If you are not using CDH 6.2 or 5.16, you must manage metadata manually for ETL operations that run in Hive on Spark or third party ETL tools.

By: Manish Maheshwari, Data Architect and Data Scientist at Cloudera, Inc.

For manual metadata management, Cloudera recommends that metadata operations be handled as part of ETL code. This ensures that BI end users need not refresh tables when new data is added.

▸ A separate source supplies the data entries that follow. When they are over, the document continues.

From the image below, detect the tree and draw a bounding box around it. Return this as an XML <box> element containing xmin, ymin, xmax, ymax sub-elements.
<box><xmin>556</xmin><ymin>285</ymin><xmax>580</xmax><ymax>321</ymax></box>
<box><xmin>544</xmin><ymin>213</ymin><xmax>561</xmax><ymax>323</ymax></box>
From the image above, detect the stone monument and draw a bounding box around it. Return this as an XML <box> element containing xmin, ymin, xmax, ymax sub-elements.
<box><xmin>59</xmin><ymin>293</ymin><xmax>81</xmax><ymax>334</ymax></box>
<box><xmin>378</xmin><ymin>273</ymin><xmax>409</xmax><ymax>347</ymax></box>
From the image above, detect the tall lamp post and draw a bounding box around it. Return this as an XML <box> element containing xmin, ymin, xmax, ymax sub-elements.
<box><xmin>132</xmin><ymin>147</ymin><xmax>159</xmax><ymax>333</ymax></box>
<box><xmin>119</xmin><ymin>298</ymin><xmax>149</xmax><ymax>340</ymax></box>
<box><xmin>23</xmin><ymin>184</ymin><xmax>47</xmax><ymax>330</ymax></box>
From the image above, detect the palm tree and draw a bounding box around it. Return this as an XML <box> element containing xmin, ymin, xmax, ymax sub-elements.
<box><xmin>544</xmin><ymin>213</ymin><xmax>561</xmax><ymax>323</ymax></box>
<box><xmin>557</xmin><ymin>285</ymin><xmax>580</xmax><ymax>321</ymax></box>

After data is loaded with Hive on Spark, use either the Impala shell or the Impala JDBC connector in Spark to connect to Impala and perform the following operations:

REFRESH <table_name> or REFRESH <table_name> PARTITION
- Reloads metadata for the table and incrementally reloads file and block metadata from the HDFS NameNode.
- Should be run when adding, removing, or overwriting files into existing partitions by using Hive on Spark.
ALTER TABLE <table_name> RECOVER PARTITIONS
- Scans HDFS to check if any new partition directories were added and cache block metadata for those files.
- Should be run when new partitions are added to existing tables. Note that it is faster than using REFRESH <table_name>.
INVALIDATE METADATA <table_name>
- Runs asynchronously to discard the loaded metadata catalog cache for the table.Metadata loading for tables is triggered by any subsequent queries.
- Run INVALIDATE METADATA when new tables are created or dropped by external tools such as Hive on Spark or after running the HDFS balancer.

See the Impala SQL Reference for details on these SQL statements.